Looking at Growth Rates:
The code then calculates how quickly certain data points are changing each year:
Stock Market (S&P 500): Calculates yearly growth to see when the market grew fast or slowed down.
CPI (Inflation): Measures how inflation changes each year, helping spot high-inflation periods.
The growth rates are then graphed to make it easier to see cycles, like booms and busts in the market or sharp rises in inflation.
Bringing All the Data Together:
The code combines all the different datasets (S&P 500, unemployment, CPI, Treasury yields, and participation rate) into one big table where each row is a specific date.
It also removes any rows with missing data, so every date has complete information for all indicators.

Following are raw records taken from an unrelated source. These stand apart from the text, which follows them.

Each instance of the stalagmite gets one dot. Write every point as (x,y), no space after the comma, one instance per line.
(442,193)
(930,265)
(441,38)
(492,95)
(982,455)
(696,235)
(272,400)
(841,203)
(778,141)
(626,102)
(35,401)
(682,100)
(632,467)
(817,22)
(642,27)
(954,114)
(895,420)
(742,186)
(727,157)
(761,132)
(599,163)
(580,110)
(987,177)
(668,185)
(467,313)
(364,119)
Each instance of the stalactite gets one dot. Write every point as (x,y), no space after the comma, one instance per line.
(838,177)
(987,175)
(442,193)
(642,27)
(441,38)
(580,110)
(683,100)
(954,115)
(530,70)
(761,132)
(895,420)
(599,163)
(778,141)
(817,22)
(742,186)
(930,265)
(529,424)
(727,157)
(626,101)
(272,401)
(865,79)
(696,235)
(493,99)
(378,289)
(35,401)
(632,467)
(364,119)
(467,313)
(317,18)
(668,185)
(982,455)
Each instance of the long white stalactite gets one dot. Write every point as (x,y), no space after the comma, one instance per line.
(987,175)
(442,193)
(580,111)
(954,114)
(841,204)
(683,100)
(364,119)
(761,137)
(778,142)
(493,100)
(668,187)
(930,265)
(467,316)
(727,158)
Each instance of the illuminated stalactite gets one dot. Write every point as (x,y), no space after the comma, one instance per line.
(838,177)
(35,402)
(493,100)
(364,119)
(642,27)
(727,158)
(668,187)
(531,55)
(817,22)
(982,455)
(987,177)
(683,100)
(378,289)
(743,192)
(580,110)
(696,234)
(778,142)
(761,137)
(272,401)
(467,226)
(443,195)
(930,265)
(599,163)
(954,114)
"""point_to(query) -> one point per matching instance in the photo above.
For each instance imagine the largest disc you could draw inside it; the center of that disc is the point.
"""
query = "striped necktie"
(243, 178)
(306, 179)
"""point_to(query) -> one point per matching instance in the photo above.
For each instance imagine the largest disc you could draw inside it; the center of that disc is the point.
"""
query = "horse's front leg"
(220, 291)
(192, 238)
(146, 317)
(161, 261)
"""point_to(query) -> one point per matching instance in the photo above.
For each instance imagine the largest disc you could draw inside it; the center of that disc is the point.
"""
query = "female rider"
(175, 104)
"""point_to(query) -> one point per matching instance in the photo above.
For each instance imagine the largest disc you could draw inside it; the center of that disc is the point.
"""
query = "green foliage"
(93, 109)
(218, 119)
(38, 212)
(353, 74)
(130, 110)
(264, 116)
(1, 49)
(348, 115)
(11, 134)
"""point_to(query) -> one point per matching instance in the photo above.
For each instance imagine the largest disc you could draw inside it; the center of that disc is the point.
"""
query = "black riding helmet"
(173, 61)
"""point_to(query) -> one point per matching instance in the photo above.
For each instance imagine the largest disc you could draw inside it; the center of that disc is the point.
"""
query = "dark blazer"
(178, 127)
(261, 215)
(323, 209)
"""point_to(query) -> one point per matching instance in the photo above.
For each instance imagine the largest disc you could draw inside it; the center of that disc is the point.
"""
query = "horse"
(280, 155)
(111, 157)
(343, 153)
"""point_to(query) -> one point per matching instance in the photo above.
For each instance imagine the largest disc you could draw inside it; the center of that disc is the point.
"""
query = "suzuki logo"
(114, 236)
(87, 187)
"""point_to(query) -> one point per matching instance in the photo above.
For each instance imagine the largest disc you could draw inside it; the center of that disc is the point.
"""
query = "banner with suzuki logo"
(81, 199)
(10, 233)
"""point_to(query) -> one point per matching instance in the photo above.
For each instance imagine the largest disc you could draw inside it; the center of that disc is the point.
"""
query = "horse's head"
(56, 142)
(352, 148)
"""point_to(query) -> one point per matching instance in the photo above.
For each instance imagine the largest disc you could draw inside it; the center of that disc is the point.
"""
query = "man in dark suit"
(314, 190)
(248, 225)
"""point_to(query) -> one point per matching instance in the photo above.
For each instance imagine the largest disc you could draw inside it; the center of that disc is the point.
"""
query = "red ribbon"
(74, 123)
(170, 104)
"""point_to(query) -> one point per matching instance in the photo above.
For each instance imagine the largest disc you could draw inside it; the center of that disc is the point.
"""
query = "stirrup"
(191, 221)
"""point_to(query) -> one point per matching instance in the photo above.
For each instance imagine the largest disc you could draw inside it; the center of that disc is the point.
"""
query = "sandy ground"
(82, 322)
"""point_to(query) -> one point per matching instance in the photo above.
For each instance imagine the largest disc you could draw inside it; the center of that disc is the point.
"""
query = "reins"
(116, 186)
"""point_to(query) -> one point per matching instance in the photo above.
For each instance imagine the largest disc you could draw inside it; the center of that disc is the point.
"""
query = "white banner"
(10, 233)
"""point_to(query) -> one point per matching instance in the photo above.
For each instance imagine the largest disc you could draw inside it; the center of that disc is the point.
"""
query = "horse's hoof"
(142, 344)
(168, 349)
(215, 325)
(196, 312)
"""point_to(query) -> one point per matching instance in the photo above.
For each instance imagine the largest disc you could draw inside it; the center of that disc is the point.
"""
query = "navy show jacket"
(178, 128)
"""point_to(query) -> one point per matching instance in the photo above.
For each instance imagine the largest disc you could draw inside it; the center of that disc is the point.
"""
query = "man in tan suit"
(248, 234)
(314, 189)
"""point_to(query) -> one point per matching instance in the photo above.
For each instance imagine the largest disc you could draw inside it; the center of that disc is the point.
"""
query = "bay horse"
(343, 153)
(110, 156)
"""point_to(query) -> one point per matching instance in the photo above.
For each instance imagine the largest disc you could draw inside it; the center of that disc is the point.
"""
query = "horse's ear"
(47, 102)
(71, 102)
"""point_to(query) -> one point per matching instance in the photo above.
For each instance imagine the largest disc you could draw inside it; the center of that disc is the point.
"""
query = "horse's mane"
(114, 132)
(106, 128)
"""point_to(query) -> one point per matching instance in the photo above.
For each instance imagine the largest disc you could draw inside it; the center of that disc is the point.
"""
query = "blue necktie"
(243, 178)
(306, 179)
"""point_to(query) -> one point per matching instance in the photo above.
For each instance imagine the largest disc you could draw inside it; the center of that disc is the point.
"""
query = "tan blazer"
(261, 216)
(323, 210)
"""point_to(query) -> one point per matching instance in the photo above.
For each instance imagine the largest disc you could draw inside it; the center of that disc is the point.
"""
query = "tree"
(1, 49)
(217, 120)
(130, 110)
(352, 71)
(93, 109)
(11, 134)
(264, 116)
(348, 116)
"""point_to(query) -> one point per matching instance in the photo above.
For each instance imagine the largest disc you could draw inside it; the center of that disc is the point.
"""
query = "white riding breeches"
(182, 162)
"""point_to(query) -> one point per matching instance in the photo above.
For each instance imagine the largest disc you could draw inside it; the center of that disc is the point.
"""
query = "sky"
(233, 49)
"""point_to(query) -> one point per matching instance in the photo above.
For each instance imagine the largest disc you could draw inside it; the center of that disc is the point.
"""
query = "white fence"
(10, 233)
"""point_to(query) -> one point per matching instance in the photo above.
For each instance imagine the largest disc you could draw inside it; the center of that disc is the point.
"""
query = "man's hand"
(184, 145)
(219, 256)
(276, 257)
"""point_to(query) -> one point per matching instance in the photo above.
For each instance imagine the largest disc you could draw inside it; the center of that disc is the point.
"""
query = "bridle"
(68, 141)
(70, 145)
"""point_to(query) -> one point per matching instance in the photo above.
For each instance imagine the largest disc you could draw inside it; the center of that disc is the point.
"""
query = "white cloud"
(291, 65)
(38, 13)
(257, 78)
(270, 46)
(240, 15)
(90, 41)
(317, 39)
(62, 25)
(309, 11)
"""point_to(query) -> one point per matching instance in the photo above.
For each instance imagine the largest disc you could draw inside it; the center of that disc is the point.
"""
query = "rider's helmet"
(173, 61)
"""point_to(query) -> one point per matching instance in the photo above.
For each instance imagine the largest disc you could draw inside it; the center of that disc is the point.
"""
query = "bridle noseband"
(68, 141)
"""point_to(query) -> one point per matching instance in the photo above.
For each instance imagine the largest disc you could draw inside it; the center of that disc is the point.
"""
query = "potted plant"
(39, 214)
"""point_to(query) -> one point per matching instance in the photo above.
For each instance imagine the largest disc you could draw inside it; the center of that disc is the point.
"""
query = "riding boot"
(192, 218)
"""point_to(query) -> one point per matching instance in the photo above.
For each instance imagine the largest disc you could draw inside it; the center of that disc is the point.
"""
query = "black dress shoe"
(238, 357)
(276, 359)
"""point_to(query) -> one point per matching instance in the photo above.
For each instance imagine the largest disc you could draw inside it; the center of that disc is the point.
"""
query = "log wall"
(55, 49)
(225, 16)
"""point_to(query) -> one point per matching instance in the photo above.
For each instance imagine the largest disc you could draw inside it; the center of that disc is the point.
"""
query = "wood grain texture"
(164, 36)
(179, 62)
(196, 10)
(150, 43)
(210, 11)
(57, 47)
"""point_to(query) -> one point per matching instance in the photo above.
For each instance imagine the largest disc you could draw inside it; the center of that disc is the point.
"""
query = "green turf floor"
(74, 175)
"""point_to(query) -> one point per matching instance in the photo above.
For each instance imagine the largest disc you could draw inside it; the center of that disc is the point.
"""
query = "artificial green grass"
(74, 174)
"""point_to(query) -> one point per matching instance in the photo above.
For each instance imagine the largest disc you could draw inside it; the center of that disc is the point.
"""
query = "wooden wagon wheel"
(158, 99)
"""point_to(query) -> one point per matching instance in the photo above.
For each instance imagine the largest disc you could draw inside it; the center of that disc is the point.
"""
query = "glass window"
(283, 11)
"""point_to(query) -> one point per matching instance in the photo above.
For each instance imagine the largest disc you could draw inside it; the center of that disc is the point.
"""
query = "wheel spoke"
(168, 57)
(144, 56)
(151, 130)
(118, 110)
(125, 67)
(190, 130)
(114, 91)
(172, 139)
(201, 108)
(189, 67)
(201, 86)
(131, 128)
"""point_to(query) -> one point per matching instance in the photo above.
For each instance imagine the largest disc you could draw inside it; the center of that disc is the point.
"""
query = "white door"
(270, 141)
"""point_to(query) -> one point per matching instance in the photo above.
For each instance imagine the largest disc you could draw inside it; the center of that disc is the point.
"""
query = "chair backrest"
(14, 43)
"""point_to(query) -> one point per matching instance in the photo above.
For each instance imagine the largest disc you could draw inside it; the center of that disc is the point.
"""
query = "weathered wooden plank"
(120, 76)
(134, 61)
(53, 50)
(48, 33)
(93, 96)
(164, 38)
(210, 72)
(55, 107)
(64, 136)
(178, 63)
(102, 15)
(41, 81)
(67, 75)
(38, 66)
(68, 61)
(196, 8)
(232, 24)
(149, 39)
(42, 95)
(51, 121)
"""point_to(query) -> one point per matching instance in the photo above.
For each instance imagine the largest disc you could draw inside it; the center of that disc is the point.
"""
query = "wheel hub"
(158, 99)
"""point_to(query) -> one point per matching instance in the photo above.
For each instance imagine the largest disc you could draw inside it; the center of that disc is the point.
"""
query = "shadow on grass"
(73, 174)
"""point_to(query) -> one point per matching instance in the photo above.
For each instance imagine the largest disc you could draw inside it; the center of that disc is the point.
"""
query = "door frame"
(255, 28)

Combining the data lets us compare everything at once to see if, for example, stock market trends match up with unemployment changes.
Analyzing the COVID-19 Impact:
The code looks specifically at how the unemployment rate and participation rate changed during COVID-19 (focusing on 2020-2021).
It filters the data to show just before COVID and during the pandemic:
Graphing Unemployment & Participation Rates: Creates focused graphs on unemployment and participation rates, highlighting the COVID period.
Observing Trends:
Unemployment Spike: Shows a large jump in unemployment at the start of COVID, reflecting job loss or temporary layoffs.
Participation Rate Drop: Highlights how fewer people were either working or looking for work, likely due to health risks, caregiving, or other pandemic-related reasons.
Final Comparison and COVID Impact Summary:
After combining everything, the code creates a set of comparison graphs showing how different economic factors relate, both over the long term and specifically during COVID-19.
This lets us see things like:
Participation & Stock Market: How workforce engagement may have affected economic stability.
COVID’s Unique Impact: By looking at the sudden rise in unemployment and drop in participation, we can better understand how the pandemic disrupted the economy.
The final graphs give a comprehensive view, showing both normal economic patterns and COVID-19’s unusual effects on the workforce and economy.